There is a very simple strategy that could raise millions and have such a drastic impact on the election this year, and it only requires
600,000 people and $120...
For months now I have been calling for someone, somewhere to organize a fund raising drive that would reshape the elections this year and impact the Republican money machine in such an adverse way that they would simply be unable to respond.
Put simply: If 600,000 people would each give $120, we could raise:
$76 million
I have suggested dividing the funds up as $40 mil for the 40 most competitive House seats and $6 mil. for the 6 most competitive Senate seats....but I think we could very easily raise more than this, and in short order....
Dean showed us the way. But since the collapse of the Dean campaign, the motivated grass-roots have been scattered to the four winds! It would require the effort of the entire blogshpere, forum community, DFA and Air America...
The impact would be to put such a strain on the Republican money machine at every level of political office that we could quite literally see a reverse 1994...

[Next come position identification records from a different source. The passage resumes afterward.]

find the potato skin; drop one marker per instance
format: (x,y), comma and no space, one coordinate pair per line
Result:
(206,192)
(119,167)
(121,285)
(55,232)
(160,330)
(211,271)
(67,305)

But what if the Republicans do the same thing....my God, a real grass roots movement within the Republican Party that would not be beholden to the special interests? What would we ever do?
This is a win-win scenario! If the Republicans refuse to adopt a more decentralized non-interest group money machine, they will lose every time. If they do....we no longer have a Republican Party dominated by special interest, or Democrats for that matter....and we have a name for that, it's called Democracy!!
But I promised you science, so here you go:
Gary Jacobson, in his book The Politics of Congressional Elections provides data on the impact of money in Congressional elections. Gathering data on campaign spending from 1972 to 1998, he provide the following interesting statistics:
Challengers for House seats who spend:
$0-100k = 0 % of winning $100-200k = 3 $200-300k = 7 $300-400k = 12 $400-500k = 18 $500-700k = 21 $700-800k = 25 $800k+ = 33
House Challenges in Good/Neutral/Bad national forces: (In other words, the national trends favor the challenging party)
percentage success read as: (G/N/B) $200-300k = 17/5/2 $300-400k = 23/10/5 $400-500k = 33/12/7 $500-600k = 38/23/4 $600-700k = 25/28/8 $700-800k = 43/15/18 $800-900k = 53/24/0 $900+ = 59/18/16
Challenger to Incumbent Spending: % Challenger Wins: (Incumbent amount - ($k) - Challenger amount ($k) - %)
less than 200/any challenger amount/0
200-400/200-400/3.1 (all other challenger amounts = 0)
400-600/200-400/4.2 400-600/400-600/12.1 400-600/600-800/40 400-600/greater than 800/50
600-800/200-400/6.6 600-800/400-600/12.7 600-800/600-800/36.4 600-800/greater than 800/25
greater than 800/200-400/8.5 greater than 800/400-600/14.5 greater than 800/600-800/17.4 greater than 800/greater than 800/39.3
All the data suggest that if we raise more than $800,000 per congressional district challengers, we have a chance to win about 1/3 of them...and if we keep our sitting Dems about $200k ahead of their challengers, we lose about 17% (not during bad years though...and could it be any worse for the Republicans?)
76 House races x .33 = 25 House pick ups...we only need 12 to win a majority!
The longer we wait, the less chance we have to make a bigger impact on the election...
At some point, if we truly want to show how much of an impact the blogs and this new democratic movement within the Party is for real, we have to do something that shows the kind of muscle we have....
What better way to so that than to send 25-30 new members to the House who have absolutely no ties to special interest?